Michael KoboriRetailers are facing a myriad of global sustainability pressures that will likely escalate with time. To obtain insight from an apparel retail point of view, we decided to speak with the VP of Social and Environmental Sustainability at Levis Strauss & Co, Michael Kobori, to learn how the company is addressing external challenges and what opportunities are being pursued.

Q: How do you ensure suppliers adhere to the values of Levi Strauss & Co.?

A: On a formal basis, we have had our Supplier Terms of Engagement in place for over twenty years. This code of conduct covers labor, health & safety, and environmental standards and is part of our contractual agreement with our suppliers. But much more than a contractual agreement, shared values starts with selecting the right business partners from the beginning. Then, over time, it is working together to not only share results and solutions to issues identified during monitoring, but moving toward much more of a supplier ownership model. Ultimately, we want to see our suppliers becoming models of sustainability in their own countries and communities.

Q: How has product labeling helped Levi Strauss & Co. engage consumers on sustainable consumption?

Beginning with our Care for the Planet initiative, where we changed the care tags in all our products to encourage consumers to wash less, line dry, and donate the product when no longer needed, to our water<less(™) products which use up to 96% less water in the manufacturing process, to our most recent waste<less(™) products, which are made of 8 recycled plastic bottles per garment – we are reaching consumers with products and advice that enable them to be more sustainable.

Q. How do you envision Levi Strauss & Co adapting to increasing resource constraints (e.g. business model, costing, etc.)?

A: Through our sustainable products such as water<less(™) mentioned above, we saved over 360 million liters of water last year alone. We are also long-time supporters of the Better Cotton Initiative, which uses less water and chemicals to produce cotton. We are currently blending Better cotton into our products. Through these and other initiatives, we are seeking to consume fewer resources, which is what we all need to do to ensure the long-term health of the planet.

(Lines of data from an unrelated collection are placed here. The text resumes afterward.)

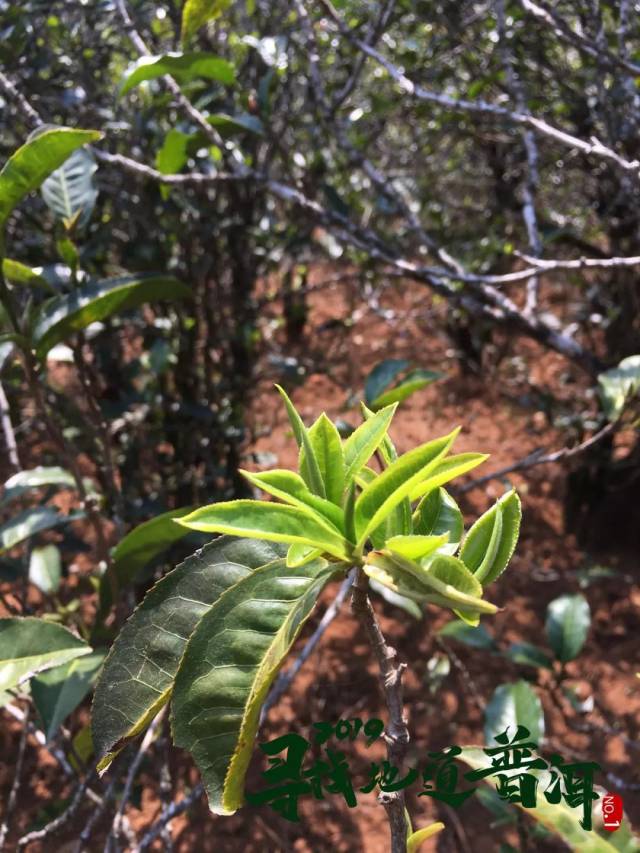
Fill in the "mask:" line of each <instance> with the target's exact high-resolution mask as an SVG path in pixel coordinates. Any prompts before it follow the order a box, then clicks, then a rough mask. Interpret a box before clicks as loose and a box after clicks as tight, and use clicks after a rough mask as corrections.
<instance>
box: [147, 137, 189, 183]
mask: <svg viewBox="0 0 640 853" xmlns="http://www.w3.org/2000/svg"><path fill="white" fill-rule="evenodd" d="M191 139H192V136H191V134H189V133H183V132H182V131H181V130H178V129H177V128H175V127H172V128H171V130H170V131H169V133H167V135H166V136H165V138H164V142H163V143H162V147H161V148H160V150H159V151H158V153H157V154H156V169H157V170H158V171H159V172H162V174H163V175H174V174H176V172H179V171H180V170H181V169H182V167H183V166H184V165H185V163H186V162H187V160H188V159H189V155H188V153H187V147H188V145H189V142H190V141H191ZM164 189H165V190H166V189H168V188H167V187H164Z"/></svg>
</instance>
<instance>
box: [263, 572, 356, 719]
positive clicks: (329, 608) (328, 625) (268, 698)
mask: <svg viewBox="0 0 640 853" xmlns="http://www.w3.org/2000/svg"><path fill="white" fill-rule="evenodd" d="M352 584H353V573H352V574H350V575H349V577H348V578H347V579H346V580H344V581H343V582H342V586H341V587H340V589H339V590H338V594H337V595H336V597H335V598H334V600H333V601H332V602H331V604H330V605H329V606H328V607H327V609H326V610H325V612H324V615H323V617H322V619H321V620H320V622H319V624H318V627H317V628H316V630H315V631H314V632H313V634H312V635H311V636H310V637H309V639H308V640H307V642H306V643H305V646H304V648H303V649H302V651H301V652H300V654H299V655H298V656H297V658H296V659H295V660H294V662H293V664H292V666H290V667H289V669H287V670H286V671H285V672H282V673H280V675H279V676H278V678H277V679H276V683H275V684H274V685H273V687H272V688H271V690H270V691H269V695H268V696H267V698H266V699H265V702H264V705H263V706H262V709H261V711H260V723H261V724H262V722H263V720H264V718H265V717H266V716H267V714H268V713H269V711H270V710H271V708H273V706H274V705H275V704H276V703H277V702H278V700H279V699H280V697H281V696H282V695H283V694H284V693H286V692H287V690H288V689H289V687H290V686H291V683H292V682H293V679H294V678H295V677H296V675H297V674H298V673H299V672H300V670H301V669H302V667H303V665H304V663H305V662H306V661H307V660H308V658H309V657H310V656H311V654H312V653H313V650H314V649H315V647H316V646H317V645H318V643H319V642H320V640H321V639H322V636H323V634H324V632H325V631H326V630H327V628H328V627H329V625H331V623H332V622H333V620H334V619H335V618H336V616H337V615H338V613H339V612H340V608H341V607H342V604H343V603H344V600H345V598H346V597H347V595H348V594H349V590H350V589H351V586H352Z"/></svg>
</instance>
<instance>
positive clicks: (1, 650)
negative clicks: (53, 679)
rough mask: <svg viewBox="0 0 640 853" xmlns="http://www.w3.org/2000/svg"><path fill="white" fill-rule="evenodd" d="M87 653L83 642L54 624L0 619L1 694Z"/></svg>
mask: <svg viewBox="0 0 640 853" xmlns="http://www.w3.org/2000/svg"><path fill="white" fill-rule="evenodd" d="M90 652H91V646H88V645H87V644H86V643H85V642H84V640H81V639H80V638H79V637H76V635H75V634H72V633H71V631H67V629H66V628H63V627H62V625H56V624H55V623H54V622H47V621H46V620H45V619H36V618H35V617H33V616H26V617H21V616H13V617H10V618H7V619H0V693H3V692H4V691H5V690H12V689H13V688H14V687H17V686H18V685H19V684H21V683H22V682H23V681H26V680H27V679H29V678H31V677H32V676H33V675H36V674H37V673H38V672H43V671H44V670H45V669H51V668H52V667H54V666H60V665H61V664H63V663H67V662H68V661H70V660H73V659H74V658H77V657H80V656H81V655H88V654H90Z"/></svg>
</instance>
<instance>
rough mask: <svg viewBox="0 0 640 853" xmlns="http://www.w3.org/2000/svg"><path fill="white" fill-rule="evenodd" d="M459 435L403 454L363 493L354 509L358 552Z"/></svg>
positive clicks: (372, 483)
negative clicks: (354, 510) (372, 534)
mask: <svg viewBox="0 0 640 853" xmlns="http://www.w3.org/2000/svg"><path fill="white" fill-rule="evenodd" d="M458 432H459V429H455V430H453V432H451V433H450V434H449V435H446V436H444V437H443V438H437V439H435V440H434V441H429V442H427V443H426V444H422V445H420V446H419V447H416V448H414V450H410V451H409V452H408V453H404V454H403V455H402V456H400V457H399V458H398V459H396V461H395V462H392V463H391V464H390V465H389V467H388V468H386V469H385V470H384V471H383V472H382V474H380V475H379V476H378V477H376V479H375V480H374V481H373V482H372V483H370V484H369V485H368V486H366V487H365V488H364V489H363V491H362V493H361V495H360V497H359V498H358V500H357V501H356V509H355V524H356V532H357V536H358V542H357V547H358V548H362V547H363V545H364V543H365V541H366V539H367V536H368V535H369V533H370V532H371V531H372V530H375V529H376V527H378V526H379V525H380V524H381V523H382V522H383V521H384V519H385V518H386V517H387V516H388V515H389V514H390V513H391V512H392V511H393V510H394V509H395V508H396V507H397V506H398V505H399V504H400V503H401V502H402V501H403V500H404V499H405V498H406V497H408V496H409V495H410V494H411V492H412V491H413V490H414V489H415V488H416V486H417V485H418V484H419V483H420V482H421V481H422V480H424V479H425V478H426V477H428V476H429V474H430V473H431V471H432V470H433V468H434V467H435V466H436V465H437V463H438V461H439V460H440V459H442V457H443V456H444V455H445V454H446V453H447V452H448V450H449V448H450V447H451V445H452V444H453V441H454V439H455V437H456V436H457V434H458Z"/></svg>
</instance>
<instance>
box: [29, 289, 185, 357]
mask: <svg viewBox="0 0 640 853" xmlns="http://www.w3.org/2000/svg"><path fill="white" fill-rule="evenodd" d="M191 295H192V293H191V289H190V288H189V287H187V285H186V284H183V283H182V282H181V281H178V279H176V278H173V277H172V276H167V275H142V276H135V275H126V276H122V277H120V278H112V279H104V280H103V281H93V282H91V283H90V284H85V285H82V286H81V287H79V288H77V289H76V290H74V291H72V292H71V293H66V294H64V295H63V296H54V297H53V298H52V299H50V300H48V301H47V302H45V303H44V305H43V306H42V308H41V309H40V311H39V313H38V315H37V318H36V323H35V327H34V330H33V339H34V341H35V344H36V352H37V354H38V357H39V358H44V357H45V356H46V354H47V353H48V352H49V350H50V349H51V347H53V346H55V344H58V343H60V342H61V341H64V340H66V339H67V338H68V337H69V336H70V335H71V334H73V333H74V332H77V331H79V330H80V329H86V327H87V326H89V325H90V324H91V323H95V322H97V321H99V320H105V319H106V318H107V317H112V316H113V315H114V314H117V313H118V312H121V311H127V310H130V309H131V308H137V307H138V306H140V305H143V304H144V303H145V302H155V301H160V300H165V299H167V300H176V299H187V298H190V297H191Z"/></svg>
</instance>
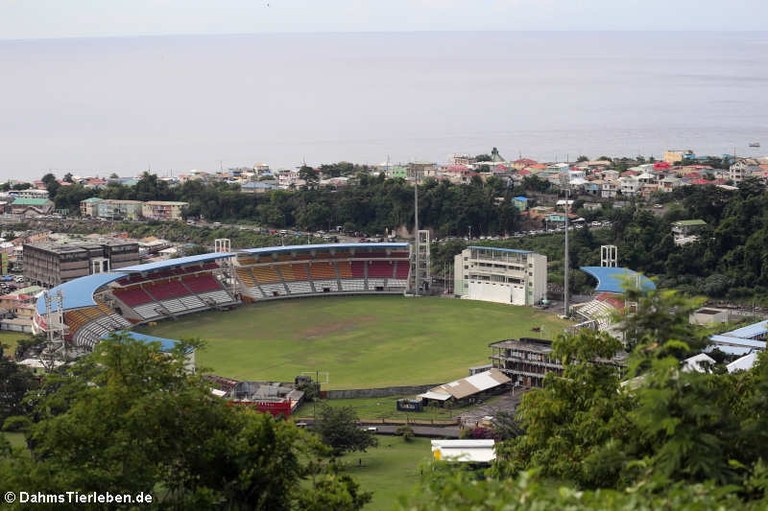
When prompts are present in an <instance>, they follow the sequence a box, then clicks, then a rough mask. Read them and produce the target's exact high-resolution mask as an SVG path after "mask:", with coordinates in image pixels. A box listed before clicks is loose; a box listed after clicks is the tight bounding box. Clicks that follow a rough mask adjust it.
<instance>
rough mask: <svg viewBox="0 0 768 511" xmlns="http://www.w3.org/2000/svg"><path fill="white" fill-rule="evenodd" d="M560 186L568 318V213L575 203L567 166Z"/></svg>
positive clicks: (563, 265) (558, 204) (563, 302)
mask: <svg viewBox="0 0 768 511" xmlns="http://www.w3.org/2000/svg"><path fill="white" fill-rule="evenodd" d="M560 186H561V187H562V188H563V191H564V192H565V200H564V201H558V205H560V204H562V205H563V206H564V210H565V247H564V250H563V316H564V317H566V318H567V317H569V316H570V311H569V309H570V306H569V303H568V298H569V297H568V284H569V278H568V277H569V275H568V274H569V269H568V266H569V265H570V261H569V258H568V215H569V213H570V211H571V204H573V201H572V200H571V176H570V173H569V170H568V168H567V167H566V168H565V170H564V171H562V172H561V173H560Z"/></svg>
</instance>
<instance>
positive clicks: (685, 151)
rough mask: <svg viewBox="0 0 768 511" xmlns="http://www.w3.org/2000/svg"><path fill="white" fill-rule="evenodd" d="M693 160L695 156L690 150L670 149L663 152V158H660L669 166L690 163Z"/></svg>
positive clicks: (690, 150) (682, 149)
mask: <svg viewBox="0 0 768 511" xmlns="http://www.w3.org/2000/svg"><path fill="white" fill-rule="evenodd" d="M695 158H696V155H695V154H694V153H693V151H691V150H690V149H684V150H683V149H670V150H668V151H664V156H663V157H662V159H663V160H664V161H665V162H667V163H669V164H670V165H674V164H675V163H680V162H683V161H691V160H694V159H695Z"/></svg>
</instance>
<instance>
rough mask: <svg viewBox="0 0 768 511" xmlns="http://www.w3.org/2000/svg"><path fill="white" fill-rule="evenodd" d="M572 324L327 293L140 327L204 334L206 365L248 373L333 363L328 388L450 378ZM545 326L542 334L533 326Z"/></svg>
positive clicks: (337, 388) (367, 385)
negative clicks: (324, 294)
mask: <svg viewBox="0 0 768 511" xmlns="http://www.w3.org/2000/svg"><path fill="white" fill-rule="evenodd" d="M565 325H566V323H565V322H563V321H562V320H559V319H558V318H557V317H556V316H554V315H553V314H547V313H545V312H542V311H538V310H534V309H531V308H525V307H515V306H510V305H502V304H496V303H487V302H479V301H470V300H456V299H447V298H432V297H422V298H403V297H398V296H360V297H321V298H306V299H300V300H279V301H274V302H267V303H260V304H252V305H247V306H243V307H240V308H238V309H235V310H233V311H228V312H223V313H222V312H204V313H200V314H194V315H190V316H186V317H183V318H180V319H179V320H177V321H165V322H162V323H159V324H157V325H156V326H153V327H144V328H142V329H140V331H141V332H144V333H148V334H151V335H157V336H160V337H167V338H171V339H181V338H200V339H203V340H204V341H206V342H207V343H208V346H207V348H206V349H205V350H202V351H200V352H198V354H197V363H198V366H199V367H202V368H204V369H209V370H210V371H212V372H214V373H216V374H219V375H222V376H227V377H231V378H235V379H240V380H276V381H277V380H279V381H293V379H294V377H295V376H297V375H299V374H301V373H302V372H307V371H308V372H312V373H314V372H315V371H324V372H328V373H329V385H326V386H325V388H328V389H344V388H374V387H386V386H391V385H419V384H433V383H443V382H446V381H450V380H454V379H457V378H462V377H464V376H467V374H468V373H467V368H468V367H471V366H476V365H482V364H487V363H488V362H489V359H488V357H489V356H490V355H491V351H490V349H488V344H489V343H491V342H494V341H498V340H501V339H505V338H510V337H521V336H528V337H532V336H539V335H541V336H543V337H546V338H553V337H554V336H556V335H557V334H558V333H559V332H561V331H562V330H563V328H564V326H565ZM533 327H541V329H542V332H543V333H541V334H532V333H531V328H533Z"/></svg>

The combination of internal operational initiatives, supply chain management and consumer engagement enable Levis to play a key role in improving industry practices while tailoring to consumer needs. At B.Accountability, we believe that there is remarkable opportunity for the apparel industry to harness the power of fashion to engage sustainable consumption. We look forward to following Levis, as well as emerging sustainable consumption trends in the industry.